We overlook tapestry. We don't think of it as art. Even in Hampton Court- where they really should know better- they put candelabra in front of it so you can't see the pictures properly. They wouldn't do that to their Rembrandt- or one of their Caravaggio's- but tapestry- it's just wallpaper, innit!
These are details from a pair of tapestries in the Great Watching Chamber at Hampton Court. They belonged to Henry VIII and probably to Cardinal Wolsey before him (I have a soft spot for Wolsey.) I spent a long time trying to work out the iconography and I think one of them represents the Triumph of the Virtues (fierce women with swords) and the other the Apotheosis of The Three Graces. There were no notes to hand to help me (there should have been) and I've not been able to find anything online either- so this is just an educated guess. I think they're tremendous. Just look at the faces. These are real people, beautifully observed, wonderfully alive. And to think it's all been done not with paint but on a loom!
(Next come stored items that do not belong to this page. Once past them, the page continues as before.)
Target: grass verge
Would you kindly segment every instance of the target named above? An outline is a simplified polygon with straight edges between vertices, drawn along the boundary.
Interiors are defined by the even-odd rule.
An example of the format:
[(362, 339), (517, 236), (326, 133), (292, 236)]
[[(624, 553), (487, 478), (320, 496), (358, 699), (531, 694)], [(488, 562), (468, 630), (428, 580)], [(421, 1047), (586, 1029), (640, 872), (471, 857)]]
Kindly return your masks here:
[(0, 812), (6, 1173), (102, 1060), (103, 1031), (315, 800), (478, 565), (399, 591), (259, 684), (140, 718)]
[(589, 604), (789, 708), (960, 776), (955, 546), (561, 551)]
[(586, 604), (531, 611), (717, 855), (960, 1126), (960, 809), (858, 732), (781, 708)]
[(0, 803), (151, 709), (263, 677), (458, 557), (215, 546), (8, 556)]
I think it's different once they're moved to a museum setting. The Unicorn Tapestries, for example, were hung on the walls of John D. Rockefeller's house, where I think they had easy chairs and lamps in front of them. Now there's precious little to compete with them.
(When they were rediscovered in France they were being used to keep the frost off potatoes in a farmer's barn.)
Yes, as soon as you move something into a museum it becomes art. Hampton Court has an art gallery- but the tapestries aren't in it. They're part of the furnishings of a room in which the main idea is to conjure up the atmosphere of the Henrician court. In other words they're being used as stage props.